Esses jovens santos dos últimos dias entram para a Igreja com muita fé. Eles esperam criar sua própria família ideal no futuro.5 No devido tempo, tornam-se parte importante de nossa força missionária, de nossos jovens adultos fiéis e daqueles que se ajoelham no altar para começar uma família.

Sensibilidade

Vamos continuar a ensinar o padrão do Senhor referente à família, mas agora com milhões de membros, e com a diversidade que temos entre as crianças da Igreja, precisamos ser ainda mais atenciosos e sensíveis. Às vezes, nossa cultura e nosso vocabulário eclesiástico são únicos. As crianças da Primária não vão parar de cantar “As Famílias Poderão Ser Eternas”,6 mas, quando cantarem “quando chega em casa o meu pai, fico tão feliz”7 ou “os nossos pais nos ensinam a ser obedientes ao Senhor”,8 nem todas as crianças estarão cantando sobre sua própria família.

Nossa amiga Bette contou-nos uma experiência que teve na igreja quando tinha dez anos. Ela disse: “Nossa professora estava contando uma história sobre o casamento no templo. Ela perguntou diretamente para mim: ‘Bette, seus pais não se casaram no templo, não é mesmo?’ [Minha professora e o restante da classe] sabiam a resposta”. A aula continuou e Bette imaginou o pior. Ela disse: “Houve muitas noites em que chorei. Quando tive problemas cardíacos há dois anos e pensei que fosse morrer, entrei em pânico, achando que fosse ficar sozinha”.
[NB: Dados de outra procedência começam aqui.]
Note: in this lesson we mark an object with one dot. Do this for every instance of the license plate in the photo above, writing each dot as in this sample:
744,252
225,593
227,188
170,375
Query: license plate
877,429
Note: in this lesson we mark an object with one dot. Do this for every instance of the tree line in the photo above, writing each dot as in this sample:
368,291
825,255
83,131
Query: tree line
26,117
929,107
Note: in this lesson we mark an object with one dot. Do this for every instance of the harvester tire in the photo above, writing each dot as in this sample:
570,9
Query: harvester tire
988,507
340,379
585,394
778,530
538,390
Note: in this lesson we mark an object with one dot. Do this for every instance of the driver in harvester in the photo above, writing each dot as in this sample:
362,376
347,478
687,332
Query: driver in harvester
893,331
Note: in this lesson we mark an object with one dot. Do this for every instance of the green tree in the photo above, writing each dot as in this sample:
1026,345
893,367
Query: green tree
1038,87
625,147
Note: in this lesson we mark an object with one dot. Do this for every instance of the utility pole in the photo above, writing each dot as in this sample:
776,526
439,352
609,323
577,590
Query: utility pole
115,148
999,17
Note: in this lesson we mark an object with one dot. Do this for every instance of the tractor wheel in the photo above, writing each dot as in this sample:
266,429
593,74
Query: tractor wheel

Meu amigo Leif ia para a igreja sozinho. Certa vez, na Primária, pediram que ele fizesse um pequeno discurso. Nem seu pai, nem sua mãe estavam na igreja para ajudá-lo caso ele esquecesse o que deveria dizer. Leif ficou aterrorizado. Em vez de passar vergonha, ele simplesmente deixou de frequentar a igreja por muitos meses.
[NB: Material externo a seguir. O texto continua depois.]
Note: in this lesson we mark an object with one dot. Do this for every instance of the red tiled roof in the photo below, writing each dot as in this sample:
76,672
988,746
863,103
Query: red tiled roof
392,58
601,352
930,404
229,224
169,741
“E Jesus, chamando uma criança, a pôs no meio deles, (…)

E qualquer que receber em meu nome uma criança tal como esta, a mim me recebe.”9

Um Coração Que Crê e Dons Espirituais

Essas crianças e esses jovens são abençoados com um coração que crê e com dons espirituais. Leif me disse: “Eu sabia em algum lugar de minha mente que Deus era meu Pai e que Ele me conhecia e me amava”.

Nossa amiga Veronique disse: “Quando aprendi os princípios do evangelho e estudei o Livro de Mórmon, foi como se estivesse me lembrando de coisas que já sabia, mas tinha esquecido”.

Nossa amiga Zuleika é de Alegrete, Brasil. Embora sua família não fosse religiosa, aos 12 anos, Zuleika começou a ler a Bíblia e a visitar igrejas, procurando saber mais a respeito de Deus. Com a relutante permissão de seus pais, ela estudou com os missionários, obteve um testemunho e foi batizada. Zuleika contou-me: “Durante as lições, eles me mostraram uma foto do Templo de Salt Lake e contaram sobre as ordenanças de selamento. A partir daquele momento, tive o desejo de, um dia, entrar na casa do Senhor e ter uma família eterna”.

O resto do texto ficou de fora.